BIRCH/Meeting/Nov172011
From Bioinformatics.Org Wiki
Contents |
Overview
This meeting will be to discuss winbirch, and to demonstrate progress on git-kit
Status
Gitkit is now up and running, tested on several platforms. You can get it from github
I have created a birch-build repository as well, which contains premake binaries for every platform.
I have started a birch-native-src repository, which I am currently building fasta and phylip in. Fasta looks like it won't be too bad, just have to untangle the mess of included make files. Maybe we can send the developer our make scripts - he might like them!
Update: Phylip is building and going well. Fasta is coming coming along nicely. I am trying to contact the original developers to see if they would be interested in using my build system.
I have come up with a few ideas:
- Use mingw to target windows, so that we can build by cross compilation (build windows binaries on linux!)

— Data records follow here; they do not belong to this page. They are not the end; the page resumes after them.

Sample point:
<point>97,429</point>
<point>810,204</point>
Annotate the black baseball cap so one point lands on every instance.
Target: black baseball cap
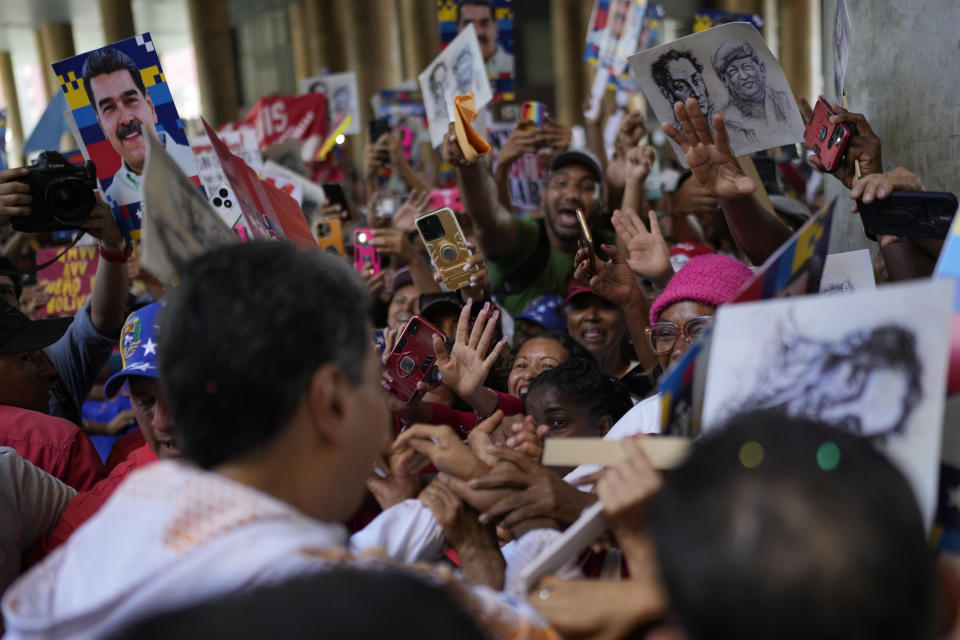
<point>578,156</point>
<point>20,334</point>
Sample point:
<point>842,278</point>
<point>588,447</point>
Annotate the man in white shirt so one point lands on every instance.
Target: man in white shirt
<point>276,396</point>
<point>125,113</point>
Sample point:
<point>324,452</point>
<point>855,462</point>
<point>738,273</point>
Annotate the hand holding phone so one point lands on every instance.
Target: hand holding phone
<point>366,259</point>
<point>828,141</point>
<point>412,359</point>
<point>447,247</point>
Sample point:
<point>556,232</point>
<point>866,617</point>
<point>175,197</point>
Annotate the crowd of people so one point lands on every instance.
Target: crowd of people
<point>260,478</point>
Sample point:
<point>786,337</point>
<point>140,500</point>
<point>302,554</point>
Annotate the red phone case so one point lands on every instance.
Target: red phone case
<point>412,358</point>
<point>365,256</point>
<point>828,141</point>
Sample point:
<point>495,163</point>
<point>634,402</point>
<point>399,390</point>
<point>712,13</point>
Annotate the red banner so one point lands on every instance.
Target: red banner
<point>280,118</point>
<point>267,211</point>
<point>69,280</point>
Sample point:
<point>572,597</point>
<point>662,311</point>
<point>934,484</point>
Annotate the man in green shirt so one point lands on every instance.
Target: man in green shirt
<point>529,257</point>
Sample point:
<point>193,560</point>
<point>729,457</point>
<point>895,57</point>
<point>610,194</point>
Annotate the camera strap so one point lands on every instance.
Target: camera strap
<point>34,269</point>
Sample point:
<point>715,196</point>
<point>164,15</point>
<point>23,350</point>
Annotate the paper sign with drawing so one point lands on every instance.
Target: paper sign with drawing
<point>728,70</point>
<point>456,71</point>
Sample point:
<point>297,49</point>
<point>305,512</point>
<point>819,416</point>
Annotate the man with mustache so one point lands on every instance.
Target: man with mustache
<point>126,113</point>
<point>480,14</point>
<point>752,103</point>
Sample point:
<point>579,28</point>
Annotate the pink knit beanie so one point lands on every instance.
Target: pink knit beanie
<point>711,279</point>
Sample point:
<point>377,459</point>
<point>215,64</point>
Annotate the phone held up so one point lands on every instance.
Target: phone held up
<point>366,259</point>
<point>828,141</point>
<point>329,235</point>
<point>909,214</point>
<point>447,246</point>
<point>412,359</point>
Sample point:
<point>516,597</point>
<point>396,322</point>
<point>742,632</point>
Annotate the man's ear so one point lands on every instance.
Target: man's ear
<point>326,399</point>
<point>153,109</point>
<point>604,424</point>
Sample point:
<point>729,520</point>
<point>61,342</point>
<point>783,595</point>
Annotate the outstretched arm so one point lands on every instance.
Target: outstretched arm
<point>756,231</point>
<point>496,229</point>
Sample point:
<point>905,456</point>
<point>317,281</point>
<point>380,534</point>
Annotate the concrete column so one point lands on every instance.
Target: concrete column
<point>421,41</point>
<point>568,73</point>
<point>54,43</point>
<point>117,19</point>
<point>216,62</point>
<point>800,46</point>
<point>14,124</point>
<point>300,40</point>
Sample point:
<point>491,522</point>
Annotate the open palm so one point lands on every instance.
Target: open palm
<point>711,161</point>
<point>647,252</point>
<point>465,368</point>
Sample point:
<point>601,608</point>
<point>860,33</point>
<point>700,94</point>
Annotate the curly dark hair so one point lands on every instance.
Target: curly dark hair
<point>583,382</point>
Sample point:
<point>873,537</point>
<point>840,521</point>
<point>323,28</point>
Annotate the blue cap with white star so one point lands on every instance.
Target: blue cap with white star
<point>138,348</point>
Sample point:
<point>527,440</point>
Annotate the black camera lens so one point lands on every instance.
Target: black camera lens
<point>449,252</point>
<point>430,228</point>
<point>69,200</point>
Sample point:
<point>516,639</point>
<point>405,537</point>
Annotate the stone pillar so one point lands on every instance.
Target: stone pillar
<point>54,43</point>
<point>117,19</point>
<point>800,46</point>
<point>300,40</point>
<point>216,62</point>
<point>14,124</point>
<point>421,36</point>
<point>568,73</point>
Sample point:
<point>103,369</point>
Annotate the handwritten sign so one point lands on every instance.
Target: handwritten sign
<point>69,280</point>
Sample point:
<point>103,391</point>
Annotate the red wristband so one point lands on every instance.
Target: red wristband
<point>117,257</point>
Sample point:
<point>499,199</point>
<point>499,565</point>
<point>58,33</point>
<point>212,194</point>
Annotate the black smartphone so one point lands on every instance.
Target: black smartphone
<point>909,214</point>
<point>378,127</point>
<point>335,195</point>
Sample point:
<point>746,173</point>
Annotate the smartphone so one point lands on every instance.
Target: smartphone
<point>909,214</point>
<point>412,359</point>
<point>366,260</point>
<point>447,246</point>
<point>378,127</point>
<point>335,195</point>
<point>329,235</point>
<point>828,141</point>
<point>533,111</point>
<point>586,241</point>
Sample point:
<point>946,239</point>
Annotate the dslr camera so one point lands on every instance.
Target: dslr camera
<point>63,194</point>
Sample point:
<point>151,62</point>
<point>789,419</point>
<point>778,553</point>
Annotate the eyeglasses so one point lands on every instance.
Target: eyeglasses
<point>663,335</point>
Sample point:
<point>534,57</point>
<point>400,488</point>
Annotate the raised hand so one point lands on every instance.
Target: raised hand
<point>880,185</point>
<point>711,161</point>
<point>465,368</point>
<point>612,280</point>
<point>647,252</point>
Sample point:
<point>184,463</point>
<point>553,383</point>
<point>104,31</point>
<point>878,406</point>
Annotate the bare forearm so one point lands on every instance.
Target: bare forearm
<point>503,187</point>
<point>482,563</point>
<point>756,231</point>
<point>109,299</point>
<point>495,227</point>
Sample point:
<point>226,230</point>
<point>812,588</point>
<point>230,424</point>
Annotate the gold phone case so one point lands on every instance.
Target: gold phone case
<point>448,252</point>
<point>329,235</point>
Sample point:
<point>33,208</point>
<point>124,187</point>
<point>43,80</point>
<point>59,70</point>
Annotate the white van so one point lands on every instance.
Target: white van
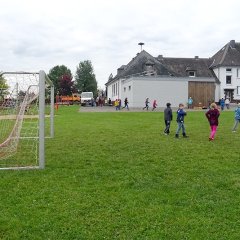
<point>86,98</point>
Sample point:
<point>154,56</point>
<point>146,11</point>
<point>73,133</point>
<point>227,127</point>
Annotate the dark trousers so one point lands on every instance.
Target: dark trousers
<point>167,124</point>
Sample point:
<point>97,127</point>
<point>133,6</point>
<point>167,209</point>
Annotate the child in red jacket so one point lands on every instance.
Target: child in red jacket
<point>212,115</point>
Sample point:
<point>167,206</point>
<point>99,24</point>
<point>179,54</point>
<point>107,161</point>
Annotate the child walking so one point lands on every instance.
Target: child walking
<point>212,115</point>
<point>146,104</point>
<point>180,121</point>
<point>167,118</point>
<point>237,118</point>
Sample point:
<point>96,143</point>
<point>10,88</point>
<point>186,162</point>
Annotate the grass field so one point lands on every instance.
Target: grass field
<point>116,176</point>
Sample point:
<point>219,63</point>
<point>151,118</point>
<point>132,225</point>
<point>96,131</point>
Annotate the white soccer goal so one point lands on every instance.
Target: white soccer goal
<point>26,119</point>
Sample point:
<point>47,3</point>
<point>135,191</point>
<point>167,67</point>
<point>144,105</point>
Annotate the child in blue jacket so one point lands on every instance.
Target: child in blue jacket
<point>237,118</point>
<point>180,121</point>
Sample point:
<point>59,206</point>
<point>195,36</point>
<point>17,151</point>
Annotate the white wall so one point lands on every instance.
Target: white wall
<point>221,74</point>
<point>173,90</point>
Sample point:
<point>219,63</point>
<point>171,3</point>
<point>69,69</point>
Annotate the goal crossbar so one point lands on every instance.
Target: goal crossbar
<point>44,82</point>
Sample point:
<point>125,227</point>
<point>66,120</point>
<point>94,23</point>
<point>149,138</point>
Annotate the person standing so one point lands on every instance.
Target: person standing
<point>180,121</point>
<point>146,104</point>
<point>126,103</point>
<point>227,103</point>
<point>167,118</point>
<point>116,104</point>
<point>212,115</point>
<point>154,105</point>
<point>190,103</point>
<point>222,104</point>
<point>237,117</point>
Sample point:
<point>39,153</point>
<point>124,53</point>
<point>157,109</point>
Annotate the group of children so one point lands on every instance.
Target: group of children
<point>212,115</point>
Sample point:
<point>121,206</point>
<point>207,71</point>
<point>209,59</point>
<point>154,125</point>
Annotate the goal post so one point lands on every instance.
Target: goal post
<point>26,119</point>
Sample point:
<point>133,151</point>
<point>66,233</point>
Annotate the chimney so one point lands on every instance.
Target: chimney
<point>120,70</point>
<point>232,44</point>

- Build and link to static libraries wherever possible, so that they are just embedded in to the executables. This will eliminate shared object hell. We will need to make a birch-lib repository to house these.
Git-kit
Gitkit is available at github. To use git-kit simply clone it with:
git clone git@github.com:daleha/git-kit.git
Then, edit "gitkit.cfg" to specify which repos you would like to sync. I am currently working on a "git-kit setup" command that will make this simpler, but for now this must be done manually.
I would like to setup the birchdev on psgendb with gitkit, so that you can start to use git-kit to sync with me.
Git-kit is self-hosted (git-kit is used to sync git-kit - this has been invaluable in developing git-kit, as it can simply test new features on itself), so git-kit can by default be used to update itself (and in fact, does, with the "git-kit update" command).
As I am the only one who has been using/developing git-kit, I am certain that there are still some bugs. All output written by git-kit is recorded in a ".gitkit.log" file, so if there are any bugs you can simply email this file to me, and then run a "git-kit update" once it is fixed.
I have spent a fair amount of time on submodule support for git-kit. I would like to get graham to use git-kit as soon as possible for biolegato, to make it a module of birchdev, and also add getbirch, the framework folders, and the binaries as modules of birchdev.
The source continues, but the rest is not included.